W następstwie takich publikacji nasze dzieci w przyszłości będą mogły dochodzić swoich roszczeń na drodze sądowej, argumentując to naruszeniem dobra osobistego.

XXI wiek można z powodzeniem nazwać wiekiem mediów społecznościowych. Życie obecnie toczy się dwutorowo – w rzeczywistości oraz w przestrzeni cyfrowej. Świat wirtualny stał się narzędziem do kontaktów z ludźmi. Dzielenie się życiem prywatnym swoim i swoich dzieci w mediach społecznościowych jest normą społeczną i dla wielu rodziców stało się codziennym rytuałem. Coraz częściej przybiera postać sharentingu stwarzającego daleko idące niebezpieczeństwo dla fundamentalnych praw dziecka.

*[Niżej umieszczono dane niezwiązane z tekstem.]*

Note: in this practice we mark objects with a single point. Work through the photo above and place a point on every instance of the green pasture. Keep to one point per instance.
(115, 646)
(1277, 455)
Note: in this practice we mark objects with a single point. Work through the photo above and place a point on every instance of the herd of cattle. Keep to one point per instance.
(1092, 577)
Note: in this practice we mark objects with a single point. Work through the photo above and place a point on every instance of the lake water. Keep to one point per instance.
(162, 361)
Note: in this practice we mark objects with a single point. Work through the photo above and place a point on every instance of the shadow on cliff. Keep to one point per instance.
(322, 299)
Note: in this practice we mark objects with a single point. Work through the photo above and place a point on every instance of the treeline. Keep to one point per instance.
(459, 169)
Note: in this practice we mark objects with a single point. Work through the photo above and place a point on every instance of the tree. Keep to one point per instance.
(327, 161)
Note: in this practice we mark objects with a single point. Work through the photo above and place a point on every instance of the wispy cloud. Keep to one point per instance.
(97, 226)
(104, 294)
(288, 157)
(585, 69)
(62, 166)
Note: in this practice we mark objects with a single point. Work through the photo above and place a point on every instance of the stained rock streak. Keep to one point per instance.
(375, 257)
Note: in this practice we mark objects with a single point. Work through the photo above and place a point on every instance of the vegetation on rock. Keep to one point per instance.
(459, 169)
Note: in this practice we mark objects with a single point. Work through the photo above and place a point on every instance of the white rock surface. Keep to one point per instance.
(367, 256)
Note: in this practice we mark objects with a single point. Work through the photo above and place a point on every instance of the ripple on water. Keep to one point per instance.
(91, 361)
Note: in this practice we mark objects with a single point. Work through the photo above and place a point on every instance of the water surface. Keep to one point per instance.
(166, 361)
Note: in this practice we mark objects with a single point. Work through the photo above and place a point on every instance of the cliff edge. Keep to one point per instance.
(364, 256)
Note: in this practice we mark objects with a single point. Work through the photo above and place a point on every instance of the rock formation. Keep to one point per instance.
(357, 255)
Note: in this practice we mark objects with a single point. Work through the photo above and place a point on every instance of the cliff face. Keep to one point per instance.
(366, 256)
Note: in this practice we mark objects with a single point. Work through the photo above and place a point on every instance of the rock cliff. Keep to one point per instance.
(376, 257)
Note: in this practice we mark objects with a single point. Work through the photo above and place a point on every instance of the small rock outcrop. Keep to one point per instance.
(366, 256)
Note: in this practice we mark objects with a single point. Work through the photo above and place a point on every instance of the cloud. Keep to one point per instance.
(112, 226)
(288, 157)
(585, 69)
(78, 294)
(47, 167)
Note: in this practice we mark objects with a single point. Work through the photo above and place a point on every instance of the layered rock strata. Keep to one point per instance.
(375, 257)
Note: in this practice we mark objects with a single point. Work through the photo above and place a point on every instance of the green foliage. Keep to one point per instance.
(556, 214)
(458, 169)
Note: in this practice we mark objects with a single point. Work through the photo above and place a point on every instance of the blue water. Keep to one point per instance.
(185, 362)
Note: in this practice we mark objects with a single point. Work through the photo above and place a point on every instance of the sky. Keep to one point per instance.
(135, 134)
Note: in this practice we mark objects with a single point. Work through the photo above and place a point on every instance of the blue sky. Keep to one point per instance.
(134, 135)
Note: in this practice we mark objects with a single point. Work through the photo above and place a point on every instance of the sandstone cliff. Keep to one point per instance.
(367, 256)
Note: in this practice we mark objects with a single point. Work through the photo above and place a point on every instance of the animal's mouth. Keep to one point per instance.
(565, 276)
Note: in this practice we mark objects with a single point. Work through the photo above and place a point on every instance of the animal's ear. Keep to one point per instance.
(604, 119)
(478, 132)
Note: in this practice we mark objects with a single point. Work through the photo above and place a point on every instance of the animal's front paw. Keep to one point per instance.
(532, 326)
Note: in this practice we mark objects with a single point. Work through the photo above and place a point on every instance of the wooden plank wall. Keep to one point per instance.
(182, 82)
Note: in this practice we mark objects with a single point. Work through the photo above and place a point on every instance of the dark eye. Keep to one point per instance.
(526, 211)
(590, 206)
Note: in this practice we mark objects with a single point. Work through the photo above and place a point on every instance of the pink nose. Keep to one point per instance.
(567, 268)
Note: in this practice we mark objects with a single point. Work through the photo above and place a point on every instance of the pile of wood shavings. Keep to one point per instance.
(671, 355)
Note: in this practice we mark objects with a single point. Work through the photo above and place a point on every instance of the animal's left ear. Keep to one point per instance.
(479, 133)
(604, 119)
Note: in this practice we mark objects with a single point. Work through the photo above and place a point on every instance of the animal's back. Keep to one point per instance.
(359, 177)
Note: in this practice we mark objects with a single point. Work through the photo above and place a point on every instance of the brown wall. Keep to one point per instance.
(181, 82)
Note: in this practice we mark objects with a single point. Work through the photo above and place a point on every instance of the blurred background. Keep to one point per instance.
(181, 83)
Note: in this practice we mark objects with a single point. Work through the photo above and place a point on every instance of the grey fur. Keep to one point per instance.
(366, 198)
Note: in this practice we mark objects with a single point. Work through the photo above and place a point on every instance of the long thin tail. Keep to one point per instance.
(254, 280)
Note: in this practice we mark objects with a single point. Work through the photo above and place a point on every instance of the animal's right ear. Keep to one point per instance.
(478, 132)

Ochrona wizerunku dziecka. Dziecku, podobnie jak każdej osobie dorosłej, przysługuje prawo do ochrony wizerunku, który jest jednym z tzw. dóbr osobistych (art. 23 kodeksu cywilnego). Wizerunek podlega ochronie na podstawie przepisów zawartych w Kodeksie cywilnym, w Ustawie o prawie autorskim i prawach pokrewnych, Ustawie o ochronie danych osobowych, a w przypadku dziecka także w Kodeksie rodzinnym i opiekuńczym. Zgodnie
z art. 81 ust. 1. Ustawy o prawie autorskim rozpowszechnianie wizerunku wymaga zezwolenia przedstawionej na nim osoby (zarówno dorosłego, jak i dziecka). Ponieważ dzieci w świetle prawa nie dysponują pełną zdolnością do czynności prawnych, przysługującymi im prawami rozporządzają rodzice, jako ich przedstawiciele ustawowi, aż do momentu osiągnięcia przez dzieci pełnoletności. Oznacza to, że wszelkich zgód na wykorzystanie wizerunku dziecka udzielają w jego imieniu rodzice lub opiekunowie prawni. Publikując zdjęcia dziecka w sieci warto pamiętać, że choć zgodnie z prawem to rodzice decydują o udostępnianiu jego wizerunku, to według kodeksu rodzinnego i opiekuńczego są jednocześnie zobowiązani zawsze działać na jego korzyść i dla jego dobra. Bezrefleksyjne, nieodpowiedzialne wrzucanie do sieci zdjęć przedstawiających wizerunek uwłaczający godności dziecka, bądź zdjęć wykonanych
w intymnych sytuacjach, z pewnością łamie tę zasadę i narusza dobro dziecka.
Art. 87. Obowiązek wzajemnego szacunku i wspierania się rodziców i dzieci. Rodzice i dzieci są obowiązani do wzajemnego szacunku i wspierania się. Art. 95. Zakres i zasady wykonywania władzy rodzicielskiej § 1. Władza rodzicielska obejmuje w szczególności obowiązek i prawo rodziców do wykonywania pieczy nad osobą i majątkiem dziecka oraz do wychowania dziecka, z poszanowaniem jego godności i praw. § 3. Władza rodzicielska powinna być wykonywana tak, jak tego wymaga dobro dziecka i interes społeczny. Ustawa z dnia 25 lutego 1964 r. – Kodeks rodzinny i opiekuńczy.

Dziś nie jesteśmy jeszcze w stanie przewidzieć wszystkich długofalowych skutków naszej aktywności w mediach społecznościowych. Zrozumienie niebezpieczeństw, jakie niesie ze sobą spontaniczne upublicznianie wizerunku naszych dzieci, być może zajmie jeszcze wiele lat. Należy jednak pamiętać, iż wraz z ciągłym postępem technologicznym oraz możliwościami, jakie niesie ze sobą sztuczna inteligencja, zjawisko to staje się coraz bardziej niebezpieczne. Najlepsze co możemy zrobić, będąc online, to stale pamiętać o refleksji nad tym, co publikujemy online. Pamiętajmy, iż w sieci nic nie ginie – zdjęcie umieszczone w Internecie zostanie tam na zawsze, choćby pod warunkiem że je wykasujemy, nie będziemy mieć pewności, iż nikt już nie ma do niego dostępu.